The U.S. motorsports community as a whole, and the profession of motorsports journalism in particular, suffered a great loss on September 28, when Chris Economaki passed away just two weeks shy of his 92nd birthday.
Economaki may be best known as editor and publisher of the weekly racing newspaper National Speed Sport News, but his fame spread globally once he began working as a pit reporter for ABC-TV from 1961 to 1984, when he switched to CBS for a further decade in front of the camera.
Born in Brooklyn, New York, of Greek immigrant parents as the Roaring Twenties opened, he was nine when he saw his first auto race and found his life’s mission. As a teenager he began selling single copies of NSSN’s predecessor, National Auto Racing News, based in his by then hometown of Ridgewood, N.J. He started writing for the paper the next year, hitchhiking to tracks around the country to pursue his craft.
After serving with the army in Europe during WWII, he returned home to Ridgewood and rejoined the NARN crew, then in 1950 took over the editorship of the renamed National Speed Sport News.
About this time he met NASCAR founder Bill France, who invited him down to Daytona to be track announcer for the famous beach races. Chris had been doing track announcing back home, but Daytona provided him with vast exposure and it wasn’t long before he and his abundant knowledge of the sport were put to use by the television industry as its resident inquisitor when motor racing became more prevalent on the tube.
He knew virtually everyone and these relationships gave his broadcasts and his “Editor’s Notebook” column exceptional insight that made them essential elements of any racing fan’s consciousness. Being mentioned in his column was a high point for any driver.
A.J. Foyt and Mario Andretti are but two of the many helped by his notice.
“Chris meant a whole lot to my career,” offered Foyt. “He saw me when I first started and he said I’d be the next one coming up who’d be a good race driver. He really knew what he was writing about…because he came through all the different types of racing.”
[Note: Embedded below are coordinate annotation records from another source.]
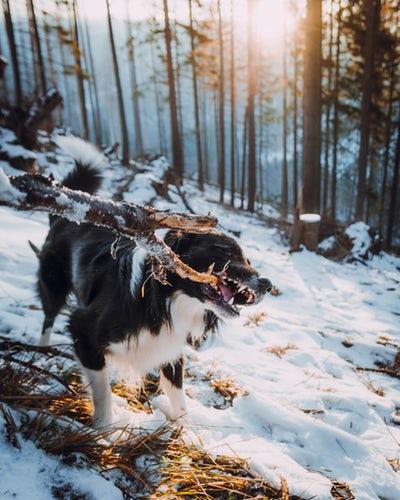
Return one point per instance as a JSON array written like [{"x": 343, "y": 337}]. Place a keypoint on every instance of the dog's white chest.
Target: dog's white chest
[{"x": 140, "y": 354}]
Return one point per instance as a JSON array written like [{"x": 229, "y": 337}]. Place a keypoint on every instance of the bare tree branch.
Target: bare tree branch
[{"x": 36, "y": 192}]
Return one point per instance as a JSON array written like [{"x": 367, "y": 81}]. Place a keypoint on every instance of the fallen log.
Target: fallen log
[{"x": 36, "y": 192}]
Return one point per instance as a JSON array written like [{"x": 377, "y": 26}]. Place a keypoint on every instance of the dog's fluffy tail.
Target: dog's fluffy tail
[{"x": 86, "y": 176}]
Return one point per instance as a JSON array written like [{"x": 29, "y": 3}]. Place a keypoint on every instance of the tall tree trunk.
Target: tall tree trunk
[
  {"x": 216, "y": 128},
  {"x": 336, "y": 114},
  {"x": 200, "y": 167},
  {"x": 122, "y": 118},
  {"x": 284, "y": 184},
  {"x": 328, "y": 117},
  {"x": 244, "y": 156},
  {"x": 38, "y": 47},
  {"x": 13, "y": 51},
  {"x": 93, "y": 81},
  {"x": 221, "y": 157},
  {"x": 372, "y": 11},
  {"x": 250, "y": 105},
  {"x": 311, "y": 160},
  {"x": 388, "y": 132},
  {"x": 295, "y": 116},
  {"x": 205, "y": 135},
  {"x": 160, "y": 121},
  {"x": 67, "y": 93},
  {"x": 233, "y": 110},
  {"x": 260, "y": 144},
  {"x": 177, "y": 154},
  {"x": 134, "y": 87},
  {"x": 394, "y": 191},
  {"x": 79, "y": 74},
  {"x": 179, "y": 89}
]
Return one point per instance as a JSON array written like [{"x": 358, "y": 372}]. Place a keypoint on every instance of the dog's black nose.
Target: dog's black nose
[{"x": 264, "y": 285}]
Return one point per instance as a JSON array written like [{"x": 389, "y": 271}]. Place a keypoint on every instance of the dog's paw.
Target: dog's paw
[{"x": 178, "y": 415}]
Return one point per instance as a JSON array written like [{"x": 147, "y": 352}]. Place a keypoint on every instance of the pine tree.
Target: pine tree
[
  {"x": 13, "y": 51},
  {"x": 336, "y": 106},
  {"x": 233, "y": 107},
  {"x": 221, "y": 105},
  {"x": 394, "y": 191},
  {"x": 328, "y": 116},
  {"x": 311, "y": 161},
  {"x": 200, "y": 166},
  {"x": 38, "y": 47},
  {"x": 124, "y": 129},
  {"x": 80, "y": 76},
  {"x": 177, "y": 152},
  {"x": 284, "y": 186},
  {"x": 251, "y": 189},
  {"x": 134, "y": 86},
  {"x": 372, "y": 10}
]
“As a young driver, until you were mentioned in the famous notebook you could never consider yourself like you had arrived,” commented Andretti. “It was the bible of the racers, and you had to be noticed by Chris to be affirmed.”
Foremost among the many tributes paid Economaki during his Hall of Fame career was the 2006 designation by the Indianapolis Motor Speedway of its trackside conference room as the Economaki Press Conference Room.
It’s difficult to imagine anyone having any greater impact on the sport and its dissemination to the fans than Chris Economaki. To his daughters Corinne and Tina, his two grandchildren and all his countless friends around the world, Vintage Racecar offers its sincerest condolences.